Apa tujuan menulis? Menulis bertujuan diantaranya untuk mendeskripsikan fenomena, menceritakan kronologi cerita, memaparkan dan menjelaskan masalah dan penyelesaiannya, menganalisis kasus, dan menggambarkan objek dalam serangkaian proses panjang yang tak instan. Dalam proses menulis, si penulis diibaratkan sedang berada di sebuah arena permainan kata-kata, berperang melawan monster imajinasi dan pikiran. Ia berdiri sendiri tanpa membawa modal apapun kecuali kemampuan dan perbendaharaan kosa kata. Jika ia tampak berdiri gagah, itu artinya bekal yang ia miliki berlimpah dan siap untuk berperang. Sedangkan jika ia terlihat ragu, ia membawa bekal minim sehingga ketar-ketir melawan sang lawan.
Menulis adalah tantangan bagi setiap orang karena memang dianggap tak gampang. Tidak semua orang mampu melakukan. Satu diantara alasannya karena terbuai dengan banyak kegiatan di keseharian sehingga lupa bahwa nantinya akan ada waktu dimana moment masa lalu menjadi rekam kenangan yang perlu diulas dan diceritakan. Dan salah satu cara bagaimana ia dulu di kala itu adalah dengan membaca tulisan-tulisan yang pernah dibuat. Itu artinya, seseorang tersebut dituntut untuk menulis. Apa jadinya jika tak ada tulisan sebagai karyanya? Bagaimana anak cucu nanti ingin tahu cerita di masa lalu? Kemampuan mengingat tak setajam jika bermodalkan ingatan. Sehingga, jawabannya sekali lagi dengan menulis.

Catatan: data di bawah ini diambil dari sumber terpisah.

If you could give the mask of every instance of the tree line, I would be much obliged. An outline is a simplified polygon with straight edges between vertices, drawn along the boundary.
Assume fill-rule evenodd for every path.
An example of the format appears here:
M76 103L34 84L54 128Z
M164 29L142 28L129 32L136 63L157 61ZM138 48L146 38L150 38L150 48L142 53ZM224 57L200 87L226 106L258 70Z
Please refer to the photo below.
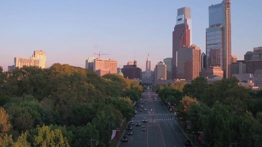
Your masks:
M136 81L68 64L0 67L0 147L108 146L142 92Z
M190 123L191 133L202 132L205 146L262 147L262 91L240 85L235 78L211 84L199 77L191 84L161 85L164 102L177 106L177 116Z

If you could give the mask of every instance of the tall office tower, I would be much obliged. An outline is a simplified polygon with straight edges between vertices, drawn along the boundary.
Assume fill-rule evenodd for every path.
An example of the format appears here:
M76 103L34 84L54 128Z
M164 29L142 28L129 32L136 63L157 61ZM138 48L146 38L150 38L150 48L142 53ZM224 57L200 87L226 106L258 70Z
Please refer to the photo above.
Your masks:
M117 61L96 58L94 61L93 70L100 76L109 73L117 74Z
M156 65L155 70L155 83L158 80L167 80L167 65L163 62L159 62Z
M231 56L231 64L237 63L238 62L238 57L237 56Z
M230 0L209 7L209 27L206 29L207 67L220 66L224 77L230 77L231 17Z
M34 59L33 57L30 57L30 58L14 57L14 62L15 68L20 68L24 66L40 67L39 60Z
M172 78L176 77L177 52L192 44L192 20L190 8L184 7L177 10L177 23L173 31Z
M167 80L172 79L172 58L166 58L163 60L167 65Z
M177 77L191 80L200 75L201 71L201 50L196 45L185 47L177 53Z
M44 51L42 50L34 51L32 58L39 60L39 67L42 69L46 68L46 56Z
M201 69L207 68L207 56L205 53L201 54Z
M89 57L85 60L85 69L93 70L95 60L95 57Z
M149 54L147 56L147 59L146 62L146 71L151 70L151 61L149 58Z

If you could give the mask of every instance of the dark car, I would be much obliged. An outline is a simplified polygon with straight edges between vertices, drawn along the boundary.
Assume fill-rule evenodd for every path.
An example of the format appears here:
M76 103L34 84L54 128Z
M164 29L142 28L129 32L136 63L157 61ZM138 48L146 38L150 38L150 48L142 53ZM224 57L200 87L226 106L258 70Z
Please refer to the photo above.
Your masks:
M129 131L127 133L127 135L133 135L133 132L132 131Z
M184 145L185 147L191 147L191 142L189 140L184 140Z
M127 128L126 128L126 129L129 130L131 130L132 129L133 126L132 126L132 125L128 125L128 126L127 126Z
M145 126L142 127L141 131L146 131L146 127Z
M122 138L122 142L128 142L128 136L127 135L125 135Z

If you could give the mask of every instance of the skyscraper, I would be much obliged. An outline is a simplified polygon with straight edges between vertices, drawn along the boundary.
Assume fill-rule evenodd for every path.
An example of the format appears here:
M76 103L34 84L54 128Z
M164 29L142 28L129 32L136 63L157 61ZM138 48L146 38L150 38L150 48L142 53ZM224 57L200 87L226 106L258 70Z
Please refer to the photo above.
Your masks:
M85 60L85 69L93 70L95 60L95 57L89 57Z
M172 58L166 58L163 60L167 65L167 80L172 79Z
M41 68L46 68L46 56L45 52L42 50L35 50L32 57L34 59L39 60L39 67Z
M155 70L155 84L158 80L167 80L167 65L163 62L159 62L156 65Z
M177 10L177 23L173 31L172 77L176 77L177 52L192 43L192 20L190 8L184 7Z
M207 67L219 66L224 77L230 77L231 16L230 0L209 7L209 27L206 29Z
M146 71L151 71L151 61L149 58L149 54L147 55L147 59L146 60Z
M196 45L185 47L177 53L177 77L191 80L200 75L201 71L201 50Z

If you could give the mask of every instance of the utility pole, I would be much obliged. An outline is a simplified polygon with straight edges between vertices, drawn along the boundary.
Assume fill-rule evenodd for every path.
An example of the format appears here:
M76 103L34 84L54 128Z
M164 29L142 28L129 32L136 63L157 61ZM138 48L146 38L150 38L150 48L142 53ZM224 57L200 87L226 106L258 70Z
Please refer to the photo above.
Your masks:
M91 142L91 147L93 147L93 141L96 141L96 140L93 140L92 138L91 138L91 140L89 140L89 142Z

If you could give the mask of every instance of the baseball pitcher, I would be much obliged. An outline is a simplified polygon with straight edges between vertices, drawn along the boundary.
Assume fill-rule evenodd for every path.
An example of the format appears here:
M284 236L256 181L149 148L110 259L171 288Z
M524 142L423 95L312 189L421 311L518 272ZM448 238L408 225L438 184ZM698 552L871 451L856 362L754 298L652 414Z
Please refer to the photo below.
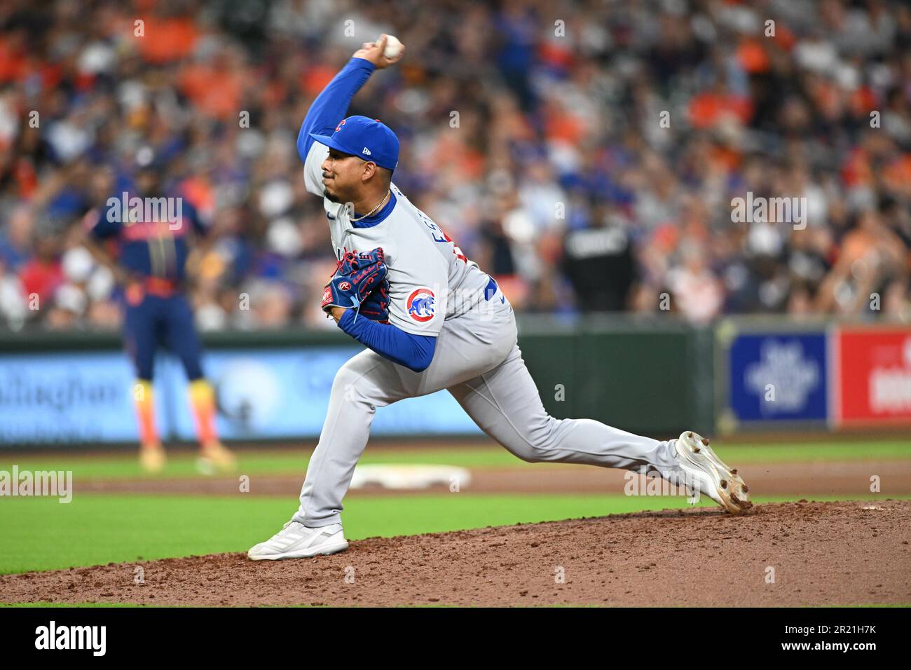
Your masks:
M367 348L335 376L297 513L252 547L253 560L347 549L342 499L367 445L376 407L446 389L493 439L527 461L587 463L659 475L727 511L749 508L747 487L703 439L659 441L591 419L548 415L517 344L513 309L496 283L392 181L399 142L348 105L384 56L365 43L317 97L297 149L307 191L322 197L339 259L322 296L338 327Z

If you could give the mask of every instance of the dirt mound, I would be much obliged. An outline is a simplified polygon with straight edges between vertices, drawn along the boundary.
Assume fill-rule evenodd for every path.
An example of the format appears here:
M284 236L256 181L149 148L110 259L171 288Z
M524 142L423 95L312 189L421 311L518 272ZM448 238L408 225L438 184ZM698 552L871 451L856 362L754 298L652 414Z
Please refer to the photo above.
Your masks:
M911 501L704 508L0 576L6 603L822 605L911 603ZM144 583L135 583L137 566Z
M738 469L754 494L793 497L852 498L869 493L870 475L880 473L883 490L889 495L911 493L911 460L855 460L819 463L749 463ZM540 463L534 468L496 468L471 470L466 493L598 493L619 494L627 486L626 470L589 465ZM292 496L301 490L303 475L256 475L250 479L253 495ZM640 489L648 479L642 478ZM77 479L80 493L238 495L236 477L149 479ZM448 482L423 490L396 490L368 487L352 489L348 495L425 495L449 492ZM246 495L246 493L244 494Z

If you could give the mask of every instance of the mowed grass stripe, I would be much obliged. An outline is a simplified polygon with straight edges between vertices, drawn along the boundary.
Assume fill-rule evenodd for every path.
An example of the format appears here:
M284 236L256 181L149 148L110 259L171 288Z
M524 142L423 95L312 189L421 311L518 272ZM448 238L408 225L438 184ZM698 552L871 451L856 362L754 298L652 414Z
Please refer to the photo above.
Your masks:
M756 501L788 500L793 499L759 498ZM360 540L687 507L686 499L677 497L450 493L352 498L343 519L346 536ZM240 494L87 493L69 504L49 498L3 499L0 573L246 551L278 531L295 509L293 499Z
M899 460L911 459L911 443L894 441L863 441L850 444L774 444L727 445L712 443L719 456L732 465L746 463L816 462L823 460ZM300 475L302 480L307 469L311 449L256 449L238 451L239 474ZM453 465L462 468L533 468L539 464L526 463L496 444L452 445L426 448L395 448L385 445L367 447L362 463L423 463ZM0 453L0 470L72 470L75 479L150 479L140 469L135 452L111 455L22 456ZM187 450L172 452L167 469L158 478L199 477L196 455Z

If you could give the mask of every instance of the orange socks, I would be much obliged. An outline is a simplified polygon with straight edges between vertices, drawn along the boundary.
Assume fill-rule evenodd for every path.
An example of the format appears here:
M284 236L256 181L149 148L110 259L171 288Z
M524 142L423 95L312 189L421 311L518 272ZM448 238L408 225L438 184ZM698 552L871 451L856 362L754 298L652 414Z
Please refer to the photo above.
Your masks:
M196 419L196 437L203 447L219 441L215 430L215 391L205 379L189 383L189 405Z
M133 404L136 417L139 422L139 443L144 448L159 446L159 431L155 428L155 398L152 383L148 379L137 379L133 385Z

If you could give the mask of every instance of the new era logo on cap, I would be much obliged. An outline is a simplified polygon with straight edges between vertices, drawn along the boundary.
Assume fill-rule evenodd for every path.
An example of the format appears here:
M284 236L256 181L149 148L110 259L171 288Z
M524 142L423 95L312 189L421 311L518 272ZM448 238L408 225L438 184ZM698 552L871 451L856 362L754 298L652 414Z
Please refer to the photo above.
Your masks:
M398 166L398 138L385 124L376 119L348 117L339 122L335 127L335 132L332 135L312 132L310 137L343 153L352 156L369 156L369 160L381 168L395 170ZM357 147L362 149L358 150Z

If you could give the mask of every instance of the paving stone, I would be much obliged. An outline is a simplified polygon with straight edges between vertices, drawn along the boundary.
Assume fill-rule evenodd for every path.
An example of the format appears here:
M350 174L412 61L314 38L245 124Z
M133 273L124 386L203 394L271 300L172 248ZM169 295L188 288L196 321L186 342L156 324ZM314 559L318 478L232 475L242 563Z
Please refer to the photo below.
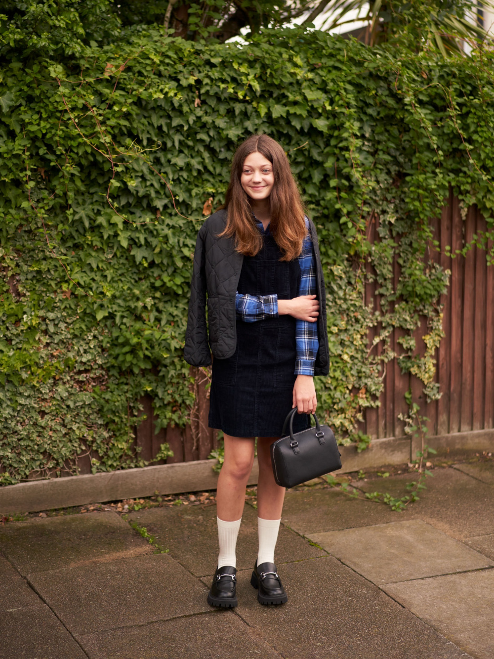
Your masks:
M285 659L459 659L465 654L332 556L280 569L287 604L257 601L238 575L238 614Z
M0 528L0 548L24 575L153 551L126 522L110 512L13 522Z
M486 514L494 509L494 488L457 469L434 469L433 473L425 481L427 489L420 493L419 501L410 505L406 515L429 522L458 538L494 533L494 515ZM402 496L406 484L413 480L414 474L407 474L358 484L364 492ZM397 513L399 518L401 514Z
M87 659L43 604L0 616L0 659Z
M238 569L254 567L258 554L257 517L257 511L246 504L236 543ZM161 545L170 550L171 556L194 574L214 573L218 556L215 505L149 508L132 513L130 518L146 527ZM276 545L278 563L325 554L292 531L280 528Z
M399 519L408 518L408 511ZM352 499L337 490L309 490L287 492L281 521L298 533L383 524L395 521L397 513L389 506Z
M494 561L494 534L468 538L465 544Z
M494 460L489 460L489 462L462 463L455 465L454 469L484 483L494 485Z
M494 565L420 519L309 536L374 583L390 583Z
M389 584L383 589L478 659L494 656L494 570Z
M25 608L40 602L18 572L0 556L0 612Z
M210 610L206 588L164 554L38 572L28 579L74 634Z
M82 636L91 659L280 659L231 611Z

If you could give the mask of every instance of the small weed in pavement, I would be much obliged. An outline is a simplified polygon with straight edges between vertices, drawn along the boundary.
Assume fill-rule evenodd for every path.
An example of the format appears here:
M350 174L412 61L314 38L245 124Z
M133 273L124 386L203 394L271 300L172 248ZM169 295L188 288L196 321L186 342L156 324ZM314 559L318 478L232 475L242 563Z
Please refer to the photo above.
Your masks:
M124 519L125 521L128 524L130 527L131 527L134 529L134 531L137 531L139 535L142 536L143 538L147 540L148 542L150 543L150 544L152 545L153 547L154 547L154 554L168 554L168 552L170 551L169 549L165 549L163 547L161 546L161 544L158 544L158 543L156 542L156 538L155 538L155 536L153 535L151 535L151 533L149 532L146 527L140 527L136 522L131 521L128 519L126 515L123 515L122 519Z

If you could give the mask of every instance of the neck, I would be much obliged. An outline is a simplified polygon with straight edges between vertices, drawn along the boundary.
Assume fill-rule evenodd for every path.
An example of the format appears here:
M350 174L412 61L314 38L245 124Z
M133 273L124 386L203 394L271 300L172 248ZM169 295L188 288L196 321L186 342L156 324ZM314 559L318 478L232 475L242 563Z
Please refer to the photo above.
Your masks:
M262 225L265 229L271 219L271 208L269 197L267 199L260 199L256 201L251 199L250 208L252 209L252 212L259 221L262 222Z

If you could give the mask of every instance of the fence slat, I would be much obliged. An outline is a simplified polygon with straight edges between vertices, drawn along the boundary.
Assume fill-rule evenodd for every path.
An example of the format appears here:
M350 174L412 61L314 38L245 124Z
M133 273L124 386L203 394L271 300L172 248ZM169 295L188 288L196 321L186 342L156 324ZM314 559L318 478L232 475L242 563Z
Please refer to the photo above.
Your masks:
M487 223L476 209L476 233L485 233ZM480 430L483 426L485 406L485 296L487 295L487 260L483 250L476 247L475 252L475 326L474 344L474 387L472 390L472 430Z
M444 270L451 270L451 258L446 254L446 247L451 246L453 237L453 192L450 192L449 203L443 208L441 214L441 231L439 238L439 262ZM450 275L450 285L451 285ZM451 386L451 289L441 296L443 305L443 331L445 337L439 345L437 358L437 377L441 384L442 393L437 401L437 430L438 435L445 435L449 432L449 406Z
M494 247L489 241L487 248ZM485 409L484 428L494 428L494 265L487 268L485 295Z
M463 246L463 221L458 199L453 199L451 251L456 253ZM451 264L451 344L449 358L451 364L450 386L449 432L460 430L462 400L462 314L463 313L463 275L464 259L456 256Z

Oleh sebab itu, aku bulatkan tekad untuk produktif menulis. Menulis dengan niat agar suatu ketika hasil dari tulisanku dapat menginspirasi teman-teman lain yang membaca artikelku untuk terus bertumbuh. Bertumbuh menjadi tunas dari bibit-bibit unggul yang kemudian nantinya berkembang sehat, kuat, dan kokoh. Selain itu, alasan lain mengapa aku menulis adalah sebagai rekam jejak kehidupanku, cerita keseharianku, kegundahan hatiku yang suatu saat dapat dibaca oleh anak turunanku. Sehingga mereka nantinya paham bagaimana kondisi keadaan dulu.